Teil 21 Mit Neoranga läßt sich auch Geld verdienen, denn es gibt genügend Leute, die glauben, daß er ihnen Glück oder so bringt, und Touristen, die Neoranga-Souvenirs kaufen wollen. Im Hintergrund laufen die üblichen Intrigen, diesmal Takesue und seine Leute gegen die Kyoshinkai. Und die Shimabara-Mädchen benutzen Neoranga, um Verbrecher zu fangen und Korruption aufzudecken, was ihre Popularität gewaltig erhöht.
Teil 22 Der japanisch-amerikanische Militärpakt wird um eine Anti-Neoranga-Klausel erweitert, woraufhin Soldaten Musashino besetzen und die Leute evakuieren. Anschließend marschieren mal wieder Mechas auf. Hinter dem ganzen steckt Senator Chikamatsu, doch Fujiwara, der mehr oder weniger heimlich für die Kyoshinkai arbeitet, will diese Aktion möglichst verhindern. Die Bewohner von Musashino verschaffen sich dann gewaltsam wieder Zutritt zu ihren Häusern und suchen bei Neoranga Schutz vor den Soldaten. Und Neoranga beschützt die Leute, auch ohne daß Ushio oder Yuuhi es ihm befehlen würden. Daraufhin kommt es wieder zu einem der üblichen Angriffe auf ihn.

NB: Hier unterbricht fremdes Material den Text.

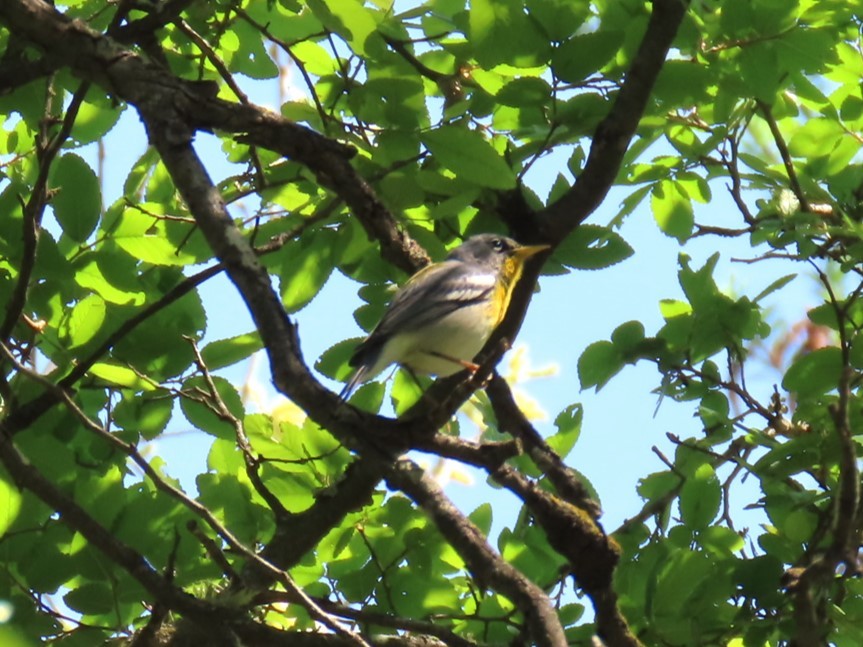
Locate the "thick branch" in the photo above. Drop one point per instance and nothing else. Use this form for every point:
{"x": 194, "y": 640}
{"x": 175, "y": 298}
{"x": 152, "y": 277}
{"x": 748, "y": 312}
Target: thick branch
{"x": 178, "y": 108}
{"x": 486, "y": 566}
{"x": 614, "y": 133}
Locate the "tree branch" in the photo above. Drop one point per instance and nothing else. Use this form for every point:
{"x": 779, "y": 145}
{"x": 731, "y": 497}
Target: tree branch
{"x": 615, "y": 131}
{"x": 486, "y": 566}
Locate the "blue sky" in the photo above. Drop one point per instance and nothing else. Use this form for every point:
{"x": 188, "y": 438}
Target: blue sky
{"x": 622, "y": 422}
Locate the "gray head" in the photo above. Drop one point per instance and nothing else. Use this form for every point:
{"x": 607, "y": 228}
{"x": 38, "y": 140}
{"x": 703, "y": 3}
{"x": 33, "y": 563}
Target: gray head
{"x": 484, "y": 249}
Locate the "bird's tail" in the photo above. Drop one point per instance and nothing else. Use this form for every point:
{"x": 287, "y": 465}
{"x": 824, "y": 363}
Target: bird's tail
{"x": 356, "y": 378}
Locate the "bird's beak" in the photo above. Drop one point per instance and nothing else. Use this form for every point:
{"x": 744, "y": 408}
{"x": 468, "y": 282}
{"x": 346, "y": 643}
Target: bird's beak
{"x": 529, "y": 250}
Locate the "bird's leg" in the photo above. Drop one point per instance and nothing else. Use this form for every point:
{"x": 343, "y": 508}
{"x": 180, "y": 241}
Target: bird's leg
{"x": 470, "y": 366}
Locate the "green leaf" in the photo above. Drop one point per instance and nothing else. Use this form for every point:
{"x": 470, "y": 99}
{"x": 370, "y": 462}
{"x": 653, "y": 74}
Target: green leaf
{"x": 348, "y": 18}
{"x": 96, "y": 116}
{"x": 592, "y": 247}
{"x": 568, "y": 423}
{"x": 494, "y": 23}
{"x": 78, "y": 201}
{"x": 525, "y": 91}
{"x": 599, "y": 363}
{"x": 307, "y": 265}
{"x": 91, "y": 598}
{"x": 334, "y": 361}
{"x": 121, "y": 376}
{"x": 700, "y": 497}
{"x": 721, "y": 541}
{"x": 201, "y": 411}
{"x": 469, "y": 156}
{"x": 482, "y": 518}
{"x": 580, "y": 56}
{"x": 558, "y": 18}
{"x": 86, "y": 319}
{"x": 778, "y": 284}
{"x": 672, "y": 210}
{"x": 226, "y": 352}
{"x": 143, "y": 234}
{"x": 814, "y": 373}
{"x": 628, "y": 336}
{"x": 147, "y": 416}
{"x": 10, "y": 503}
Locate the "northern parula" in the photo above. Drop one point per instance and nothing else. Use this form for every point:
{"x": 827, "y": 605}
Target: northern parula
{"x": 442, "y": 317}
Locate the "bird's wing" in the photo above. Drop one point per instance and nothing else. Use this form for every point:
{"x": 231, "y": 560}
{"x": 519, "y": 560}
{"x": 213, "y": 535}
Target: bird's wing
{"x": 420, "y": 301}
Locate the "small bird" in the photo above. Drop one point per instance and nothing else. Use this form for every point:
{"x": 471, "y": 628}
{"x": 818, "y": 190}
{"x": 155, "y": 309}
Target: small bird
{"x": 442, "y": 317}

Teil 23 Fujiwara hat Laburey zu den Kyoshinkai gebracht. Neoranga haut derweil die Mechas der Armee zusammen und marschiert dann davon zum Meer. Die Shimabara-Schwester, die inzwischen als Staatsfeinde gelten, folgen ihm erst mal, weil sie nicht wissen, wohin sie jetzt noch gehen sollen. Irgendwie haben die Kyoshinkai mit Labureys Hilfe einen weiteren Gott unter ihre Kontrolle gebracht, der nun aus dem Meer auftaucht. Neoranga greift ihn an mit dem Ziel, Laburey, die an seiner Vorderseite befestigt ist, zu töten, was ihm aber nicht gelingt. Statt dessen versuchen die Kyoshinkai-Leute die japanische Regierung dazu zu bringen, sich unter den Schutz ihres Gottes zu stellen. Mit anderen Worten wollen sie die Macht übernehmen.
Teil 24 Minami, Ushio und Yuuhi flüchten mit Kuroganes Hilfe auf die Barou-Insel, wo die Bevölkerung sie begeistert empfängt. Hier lassen sie sich erst mal verwöhnen. Neoranga ist verschwunden, doch bei einem etwas unfreiwilligen Tauchausflug entdeckt Minami ihn in der Tiefe. In der Nacht wird die Insel durch Soldaten besetzt, die erst mal alles zusammenschießen und dann die Shimabaras und alle Insulaner gefangen nehmen. Bevor alle umgebracht werden, taucht aber Neoranga wieder auf und rettet sie. Die Mädchen kehren dann mit ihrem Gott nach Tokyo zurück und erledigen den Kyoshinkai-Gott.